Kur’an-ı Kerim’de: “Artık sizden kim ramazan ayının hilâlini görürse, o gün oruca başlasın” (Bakara, 2/185) buyrulmakta, Allah Resulü (s.a.s.) de, “Hilali gördüğünüzde oruca başlayın, yine hilali gördüğünüzde iftar edin/bayram yapın” (Buharî, Savm 15) şeklinde beyanda bulunmaktadır.
Fıkıh kitaplarımızda bu konuda müneccim hesabına yani takvime itimat edilmeyeceği kayıtlıdır. Dört mezheb de, matematik hesabıyla, takvim hesabıyla aylar tespit edilmek suretiyle ramazan-ı şerîf tutulmaz, bayram da yapılmaz derler.
Ramazan-ı şerîfin tutulmasında, bayramın kabul edilmesinde esas, hilâlin görülmesidir. Hilâli gözetme esasen Cenaze namazını kılma gibi farz-ı kifâyedir. Normalde hilal en ince şekliyle bile görülse ramazan orucu tutulur. Takvim hesabı için aynı şeyi söyleyemeyiz. Hilâl bir günlük olarak da görülebilir, yarım günlük olarak da çeyrek gün olarak da görülebilir, hatta daha az bir parça da görülebilir.

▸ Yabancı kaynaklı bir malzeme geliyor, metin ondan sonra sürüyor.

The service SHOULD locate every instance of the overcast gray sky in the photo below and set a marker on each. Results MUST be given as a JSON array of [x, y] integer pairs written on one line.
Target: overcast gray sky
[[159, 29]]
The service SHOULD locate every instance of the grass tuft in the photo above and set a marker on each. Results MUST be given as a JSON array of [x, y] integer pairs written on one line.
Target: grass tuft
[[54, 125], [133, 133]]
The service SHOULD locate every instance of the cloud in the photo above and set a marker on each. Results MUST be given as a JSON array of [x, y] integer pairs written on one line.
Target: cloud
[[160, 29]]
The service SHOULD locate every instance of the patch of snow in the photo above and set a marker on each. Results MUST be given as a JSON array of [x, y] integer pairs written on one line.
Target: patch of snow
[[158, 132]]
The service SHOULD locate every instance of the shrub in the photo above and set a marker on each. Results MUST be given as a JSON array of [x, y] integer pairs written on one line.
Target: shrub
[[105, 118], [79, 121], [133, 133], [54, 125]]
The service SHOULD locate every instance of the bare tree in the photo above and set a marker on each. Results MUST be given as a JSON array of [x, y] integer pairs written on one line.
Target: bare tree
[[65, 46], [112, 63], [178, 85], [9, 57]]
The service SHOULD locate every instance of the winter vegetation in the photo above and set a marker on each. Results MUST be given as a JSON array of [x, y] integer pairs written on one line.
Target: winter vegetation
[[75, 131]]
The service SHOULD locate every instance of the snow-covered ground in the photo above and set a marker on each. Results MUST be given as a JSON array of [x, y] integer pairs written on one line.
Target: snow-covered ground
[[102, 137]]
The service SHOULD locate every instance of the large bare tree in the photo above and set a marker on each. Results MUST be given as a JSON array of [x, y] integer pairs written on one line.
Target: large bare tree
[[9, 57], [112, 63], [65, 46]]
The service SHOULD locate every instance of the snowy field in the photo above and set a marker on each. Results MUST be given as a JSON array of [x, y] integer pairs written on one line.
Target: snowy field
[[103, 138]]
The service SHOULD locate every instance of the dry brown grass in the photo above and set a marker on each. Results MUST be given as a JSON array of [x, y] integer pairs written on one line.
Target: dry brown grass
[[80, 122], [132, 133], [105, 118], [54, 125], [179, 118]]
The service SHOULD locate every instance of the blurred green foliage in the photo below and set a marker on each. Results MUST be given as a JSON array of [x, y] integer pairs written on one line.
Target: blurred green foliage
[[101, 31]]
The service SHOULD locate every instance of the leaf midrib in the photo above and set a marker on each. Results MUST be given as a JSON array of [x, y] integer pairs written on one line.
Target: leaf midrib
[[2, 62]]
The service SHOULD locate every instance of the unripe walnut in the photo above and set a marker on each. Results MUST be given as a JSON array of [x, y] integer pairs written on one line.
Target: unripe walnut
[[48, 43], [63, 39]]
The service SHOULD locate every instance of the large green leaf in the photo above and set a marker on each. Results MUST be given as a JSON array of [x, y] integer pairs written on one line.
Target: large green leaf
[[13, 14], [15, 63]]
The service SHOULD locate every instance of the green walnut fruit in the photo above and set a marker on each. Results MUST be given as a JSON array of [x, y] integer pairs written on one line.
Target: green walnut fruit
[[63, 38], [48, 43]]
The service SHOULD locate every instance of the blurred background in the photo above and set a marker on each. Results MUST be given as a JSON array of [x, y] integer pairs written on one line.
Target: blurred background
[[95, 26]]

Oruç için hilalin tam bir günlük olması şart değildir; yarım günlük ve daha az zaman için de oruç tutulur.
Ulema hilalin görülmesinde ısrar eder ve bu konuda matematik hesabı -doğru bile olsa- ona itibar edilmeyeceğini söyler. Bunun yanında az sayıda buna itimat eden âlim de vardır. Genel kanaat, hilalin görülmesidir.